Rather than simulating spreadsheets or business growth, I identified attention management as the central mechanic. This led to a gameplay structure built around:

Processing corporate cases Identifying contradictions Managing interruptions Balancing productivity, reputation, focus, and risk Surviving a weekly Monday-to-Friday progression loop

I then layered progression systems around promotions, desk upgrades, recurring coworkers, executive interactions, and branching career paths to create long-term engagement while maintaining short mobile play sessions.

The visual direction was developed alongside the gameplay. The game uses a surreal corporate aesthetic inspired by fluorescent office spaces, retro workplace software, and exaggerated corporate positivity. The workstation itself becomes a visual representation of player progression, evolving from a single monitor in a cramped cubicle to a sprawling executive command center.

Challenges

The biggest challenge was designing a gameplay loop that could support both short mobile sessions and long-term progression.

Many office-themed concepts initially felt either too repetitive or too similar to existing document-inspection games. The breakthrough came when I shifted the focus from paperwork to attention management. This allowed interruptions, social interactions, executive conversations, deadlines, and workplace politics to become meaningful gameplay systems rather than simple flavor text.

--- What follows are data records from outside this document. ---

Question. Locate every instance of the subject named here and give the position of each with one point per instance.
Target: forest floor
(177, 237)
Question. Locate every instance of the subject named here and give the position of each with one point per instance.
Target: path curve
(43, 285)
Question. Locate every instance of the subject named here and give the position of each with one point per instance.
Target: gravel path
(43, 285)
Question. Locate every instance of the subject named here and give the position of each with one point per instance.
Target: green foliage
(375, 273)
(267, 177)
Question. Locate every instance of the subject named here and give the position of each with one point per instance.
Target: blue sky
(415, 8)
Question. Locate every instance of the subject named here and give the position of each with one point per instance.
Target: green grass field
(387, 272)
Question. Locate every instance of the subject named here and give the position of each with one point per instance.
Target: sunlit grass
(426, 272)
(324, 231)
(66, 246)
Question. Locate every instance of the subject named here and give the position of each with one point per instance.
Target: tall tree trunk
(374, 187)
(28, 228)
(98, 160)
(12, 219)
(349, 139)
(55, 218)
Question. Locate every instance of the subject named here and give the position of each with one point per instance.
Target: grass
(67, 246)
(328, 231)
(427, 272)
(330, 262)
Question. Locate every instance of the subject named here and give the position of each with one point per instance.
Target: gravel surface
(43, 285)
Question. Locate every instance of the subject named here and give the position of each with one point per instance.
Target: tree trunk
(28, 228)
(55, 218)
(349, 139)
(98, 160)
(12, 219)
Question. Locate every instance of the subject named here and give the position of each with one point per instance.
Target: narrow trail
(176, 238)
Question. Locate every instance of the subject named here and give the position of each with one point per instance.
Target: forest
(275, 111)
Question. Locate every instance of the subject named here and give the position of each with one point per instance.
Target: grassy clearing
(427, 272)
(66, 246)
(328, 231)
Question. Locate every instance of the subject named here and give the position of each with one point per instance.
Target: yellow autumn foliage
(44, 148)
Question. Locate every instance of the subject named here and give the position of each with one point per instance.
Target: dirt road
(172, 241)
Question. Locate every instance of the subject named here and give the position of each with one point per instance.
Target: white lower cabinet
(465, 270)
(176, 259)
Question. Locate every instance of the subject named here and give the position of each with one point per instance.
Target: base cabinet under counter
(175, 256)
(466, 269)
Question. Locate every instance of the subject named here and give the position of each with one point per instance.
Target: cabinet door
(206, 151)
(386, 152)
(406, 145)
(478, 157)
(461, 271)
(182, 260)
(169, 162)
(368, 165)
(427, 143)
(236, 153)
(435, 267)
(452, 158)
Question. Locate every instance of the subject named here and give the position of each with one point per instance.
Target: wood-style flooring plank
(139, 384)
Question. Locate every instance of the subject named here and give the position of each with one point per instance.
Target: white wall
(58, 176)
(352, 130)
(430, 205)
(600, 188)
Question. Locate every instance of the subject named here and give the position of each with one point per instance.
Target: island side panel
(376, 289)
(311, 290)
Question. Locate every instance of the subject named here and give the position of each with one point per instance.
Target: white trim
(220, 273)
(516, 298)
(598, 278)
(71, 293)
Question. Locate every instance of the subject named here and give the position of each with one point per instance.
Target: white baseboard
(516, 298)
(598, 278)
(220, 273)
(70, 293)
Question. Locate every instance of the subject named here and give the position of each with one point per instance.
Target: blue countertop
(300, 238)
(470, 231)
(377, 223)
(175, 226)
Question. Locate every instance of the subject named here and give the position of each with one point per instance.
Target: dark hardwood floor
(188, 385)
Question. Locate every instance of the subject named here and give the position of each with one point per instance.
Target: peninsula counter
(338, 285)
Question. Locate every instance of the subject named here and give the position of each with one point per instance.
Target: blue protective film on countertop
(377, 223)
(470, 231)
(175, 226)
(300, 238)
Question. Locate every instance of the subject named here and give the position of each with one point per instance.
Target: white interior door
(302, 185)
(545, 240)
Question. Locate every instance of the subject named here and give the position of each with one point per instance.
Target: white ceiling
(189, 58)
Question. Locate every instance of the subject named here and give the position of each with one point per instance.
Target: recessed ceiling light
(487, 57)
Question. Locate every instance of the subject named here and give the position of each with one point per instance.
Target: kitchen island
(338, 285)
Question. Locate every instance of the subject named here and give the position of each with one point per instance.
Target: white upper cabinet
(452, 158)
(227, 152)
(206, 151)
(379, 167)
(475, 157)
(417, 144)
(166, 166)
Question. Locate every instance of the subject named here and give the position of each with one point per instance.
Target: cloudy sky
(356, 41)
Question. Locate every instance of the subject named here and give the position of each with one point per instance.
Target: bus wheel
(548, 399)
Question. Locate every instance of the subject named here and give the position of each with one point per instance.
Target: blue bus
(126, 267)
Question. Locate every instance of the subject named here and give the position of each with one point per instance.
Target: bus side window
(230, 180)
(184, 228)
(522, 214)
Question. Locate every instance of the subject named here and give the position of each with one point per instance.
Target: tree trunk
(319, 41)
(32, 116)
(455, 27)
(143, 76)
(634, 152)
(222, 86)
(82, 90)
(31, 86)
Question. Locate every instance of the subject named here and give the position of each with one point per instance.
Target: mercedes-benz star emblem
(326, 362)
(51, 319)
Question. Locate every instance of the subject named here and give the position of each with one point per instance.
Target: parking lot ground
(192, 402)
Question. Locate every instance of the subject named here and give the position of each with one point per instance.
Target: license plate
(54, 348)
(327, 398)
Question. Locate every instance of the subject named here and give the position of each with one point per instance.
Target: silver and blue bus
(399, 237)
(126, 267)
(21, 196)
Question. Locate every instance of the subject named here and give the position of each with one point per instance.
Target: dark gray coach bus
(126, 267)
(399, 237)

Another major challenge was establishing a strong visual language. Corporate offices are familiar environments, but familiarity can easily become visually boring. I spent significant time developing a visual direction that felt recognizable yet exaggerated, combining corporate satire, retro technology, fluorescent office environments, and increasingly chaotic workstation growth to reinforce both gameplay and progression.

Finally, balancing promotions presented an interesting design challenge. Most progression systems make the player more powerful while reducing difficulty. In Thank Goodness It's Friday, promotions needed to feel rewarding while simultaneously increasing responsibility, complexity, and pressure. This became one of the defining pillars of the design.

What I Learned

This project reinforced the importance of designing around a strong core player fantasy.

The most successful ideas were not the individual mechanics but the moments where gameplay, progression, visuals, and theme all supported the same experience. Every major design decision ultimately came back to a single question:

"Does this make the player feel like they are surviving and climbing through an increasingly absurd corporate system?"

I also learned how valuable constraints can be. Designing specifically for mobile forced me to simplify interfaces, focus on short decision loops, and prioritize readability over complexity. Those constraints ultimately made the design stronger and more approachable.

Most importantly, I learned that compelling game design often comes from re-framing everyday experiences. Nearly everyone has dealt with interruptions, conflicting priorities, and workplace bureaucracy. Transforming those familiar frustrations into systems that are strategic, humorous, and rewarding became the most interesting part of the project.